Base – parte inferior da coluna sobre a qual se apoia o fuste.

Bisel (talhe a) – corte oblíquo de uma aresta. No baixo e médio relevos o talhe ou a escultura a bisel, por ser oblíquo ao suporte, propicia a nitidez dos motivos decorativos.

Bispados – grande unidade administrativa de matriz religiosa. Dividiam-se, por sua vez, em arcediagados, cada qual, mais ou menos correspondente a uma Terra.

Bolboso, bolbiforme – em forma de bolbo.

Cabeceira – é a extremidade de uma igreja, para além das naves ou transepto (quando existente) e onde se encontra o santuário. É constituída por diversos elementos, sendo o principal a capela-mor. É conotada com a cabeça de Cristo. 

Cachorro – pedra esculpida ou lisa na qual assenta uma cornija.

Cadeiral – conjunto de assentos, dispostos em uma ou mais filas nas paredes laterais da capela-mor, da nave central ou do coro alto de uma igreja.

Caixotão – painel em reentrância colocado no interior do intradorso de uma cobertura ou vão, limitado por emolduramento, normalmente de forma regular, quadrada ou rectangular, encontrando-se por vezes em forma poligonal, podendo ser pintado ou entalhado.

Califado de Córdova – sistema de governo político e religioso que, entre 929 e 1008, unificou e robusteceu toda a Península Ibérica sob domínio islâmico.

Capela-mor – espaço principal da igreja ou capela, onde se encontra o altar-mor.

Capitel – peça superior esculpida de uma coluna, pilar ou pilastra formado por ábaco e cesto.

Cantaria – pedra emparelhada de forma geométrica disposta de forma regular.

Canteiro – artista que desbasta, corta e aperfeiçoa as pedras que irão constituir uma cantaria.

Carranca – cabeça, máscara ou mascarão, do imaginário fantástico, esculpida em pedra, madeira ou metal, colocada como motivo decorativo em cimalhas, frisos, áticos, fontes, chafarizes, lavabos, etc.

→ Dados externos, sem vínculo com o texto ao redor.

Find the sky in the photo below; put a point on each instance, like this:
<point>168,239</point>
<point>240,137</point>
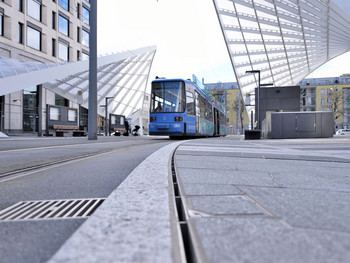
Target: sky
<point>187,34</point>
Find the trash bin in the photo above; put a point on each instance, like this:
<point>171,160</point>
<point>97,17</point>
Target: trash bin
<point>252,134</point>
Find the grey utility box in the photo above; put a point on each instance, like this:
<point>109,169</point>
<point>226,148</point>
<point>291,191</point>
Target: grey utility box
<point>287,125</point>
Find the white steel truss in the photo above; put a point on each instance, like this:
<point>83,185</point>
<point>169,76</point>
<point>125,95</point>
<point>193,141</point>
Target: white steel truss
<point>123,81</point>
<point>285,39</point>
<point>121,77</point>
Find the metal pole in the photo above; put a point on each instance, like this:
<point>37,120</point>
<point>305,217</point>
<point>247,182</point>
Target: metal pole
<point>106,120</point>
<point>92,125</point>
<point>259,101</point>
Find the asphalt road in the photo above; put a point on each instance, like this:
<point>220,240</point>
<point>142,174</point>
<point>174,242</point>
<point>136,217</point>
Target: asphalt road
<point>56,169</point>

Cartela – forma ornamental em jeito de moldura ou enquadramento que recebe uma inscrição, símbolo, elemento heráldico ou emblema, podendo ser pintado ou esculpido.

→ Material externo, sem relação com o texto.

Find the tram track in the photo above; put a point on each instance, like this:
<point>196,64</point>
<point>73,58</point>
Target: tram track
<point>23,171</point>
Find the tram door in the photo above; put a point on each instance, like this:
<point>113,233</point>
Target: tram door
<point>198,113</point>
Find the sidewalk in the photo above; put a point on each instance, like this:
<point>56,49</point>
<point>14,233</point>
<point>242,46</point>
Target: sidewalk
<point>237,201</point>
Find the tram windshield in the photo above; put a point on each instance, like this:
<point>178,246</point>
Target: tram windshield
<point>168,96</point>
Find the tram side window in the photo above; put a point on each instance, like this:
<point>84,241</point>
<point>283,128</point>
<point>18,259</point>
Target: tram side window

Casal – unidade de exploração agrária, resultante do parcelamento da villa.

Cavaleiros-vilãos – os habitantes mais ricos da área de um concelho que dispunham de rendimentos bastantes para terem cavalos, disponíveis para fazer a guerra a cavalo.

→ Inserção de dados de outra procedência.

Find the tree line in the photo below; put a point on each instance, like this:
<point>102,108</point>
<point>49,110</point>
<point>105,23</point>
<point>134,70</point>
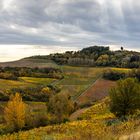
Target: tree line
<point>96,56</point>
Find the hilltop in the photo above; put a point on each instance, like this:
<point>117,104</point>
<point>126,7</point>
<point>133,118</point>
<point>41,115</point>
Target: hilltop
<point>67,95</point>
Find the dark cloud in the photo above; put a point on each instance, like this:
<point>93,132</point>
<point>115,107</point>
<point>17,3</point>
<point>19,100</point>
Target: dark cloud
<point>70,22</point>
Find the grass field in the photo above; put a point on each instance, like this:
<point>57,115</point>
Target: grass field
<point>40,63</point>
<point>93,125</point>
<point>78,79</point>
<point>97,92</point>
<point>24,82</point>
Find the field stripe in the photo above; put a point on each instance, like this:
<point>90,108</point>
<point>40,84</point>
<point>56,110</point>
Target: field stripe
<point>85,91</point>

Cenotáfio – monumento fúnebre e comemorativo destinado a guardar as cinzas de alguém.

Cercadura – em azulejaria refere-se a uma moldura simples constituída por uma série de azulejos justapostos, sendo o motivo decorativo limitado por dois bordos.

Chanceler – guarda do selo régio que, a partir de finais do século XIII, se tornou um autêntico chefe do governo, passando a existir sob as suas ordens um crescente número de funcionários, formando um quadro permanente localizado em Lisboa e constituindo uma repartição cada vez maior para a redacção de toda a espécie de documentos régios (chancelaria).

Chave – fecho de um arco ou de uma abóbada, muitas vezes decorado.

Claustro – pátio interior do mosteiro, rodeado por galerias com arcadas, de um ou dois andares, que serve de circulação aos religiosos. Geralmente apresenta planta rectangular e ao centro encontra-se o pátio, que pode servir de jardim ou cemitério. A partir das galerias pode-se aceder a outras extensões do conjunto monástico, como a sala do Capítulo, o refeitório, etc.

Clerestório – conjunto de janelas de iluminação situadas na parte superior de uma igreja.

Coluna – suporte de forma normalmente cilíndrica que serve para sustentação. É constituído por três partes: base, fuste e capitel.

Coluna Torsa – coluna cujo fuste é torcido em espiral.

Colunata – sequência ritmada de colunas que suportam um entablamento ou uma série de arcos.

Contraforte – elemento construtivo adossado a um muro, na sua face exterior, que se destina a reforçar a superfície murária e/ou a suportar o peso de arcos e abóbadas. 

Conselho do Rei – instituição saída da Corte, mais restrita, constituída pelos mais fiéis e privados, em cujo conselho mais confiava. Em formação desde Afonso III, os elementos do Conselho, diferentemente dos da Cúria, poderiam ser escolhidos não necessariamente pelo seu status, mas pelo seu conhecimento (sapientia), jurídico em especial.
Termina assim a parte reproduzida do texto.